Number stages range from stage 1 to stage 4, with 4 being the most advanced. Letters (A–C) add more information to the stage.
Determining the letter assignment is beyond the scope of this discussion.
Invasive breast cancer is indicated by stages 2–4 and is a cancer that has spread from the ducts or lobules into surrounding breast tissue or nearby lymph nodes.
TMN nomenclature provides more details about the cancer.
T: stands for the size of the tumor and extent of spread to nearby tissues.
N: stands for nodes, indicates if the cancer has spread to the nearby lymph nodes and how many nodes are involved.
M: stands for metastasis and indicated Yes (1) or No (0), whether metastasis has been detected elsewhere in the body.
Clinical stage (c) is the rating before any treatment. It is based on the physical exam, biopsy, and imaging results. Pathologic stage (p) or surgical stage is determined by the evaluation of tissue removed at the time of surgery. If drug therapy is given before surgery, then the stage nomenclature will indicate by adding (y) to the TMN stage.
For this patient at the presurgery visit, her stage is 2A: cT2 cN0 cM0. If drug therapy has been administered prior to surgery with the same clinical findings, TNM stage would be 2A: yT2 yN0 yM0.
11. Breast cancer is the most diagnosed cancer in women as well as the second most common cause of cancer death in women. The most common cause of cancer death in women is lung cancer.

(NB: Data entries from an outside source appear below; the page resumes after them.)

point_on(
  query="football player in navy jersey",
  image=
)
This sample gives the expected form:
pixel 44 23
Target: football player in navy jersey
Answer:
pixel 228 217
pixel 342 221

12. Infiltrating ductal carcinoma is the most common histologic type of invasive breast cancer occurring in 76% of patients.
13. Indications for BRCA testing in females include:
A personal history of breast cancer diagnosed at younger than 50 years and a second primary breast cancer, one or more relatives with breast cancer, or an unknown or limited family medical history.
A personal history of triple-negative breast cancer diagnosed at younger than 60 years.
A personal history of ovarian cancer.
Two or more of the following: breast cancer; ovarian, fallopian, or primary peritoneal cancer; male breast cancer; or metastatic prostate cancer.
Indications for BRCA testing in males include:
Indications for BRCA testing in females and males include:
A personal history of two or more types of cancer.
A personal history of breast cancer and Ashkenazi Jewish ancestry.
A history of breast cancer at a young age in two or more blood relatives.
A relative with a known BRCA1 or BRCA2 mutation.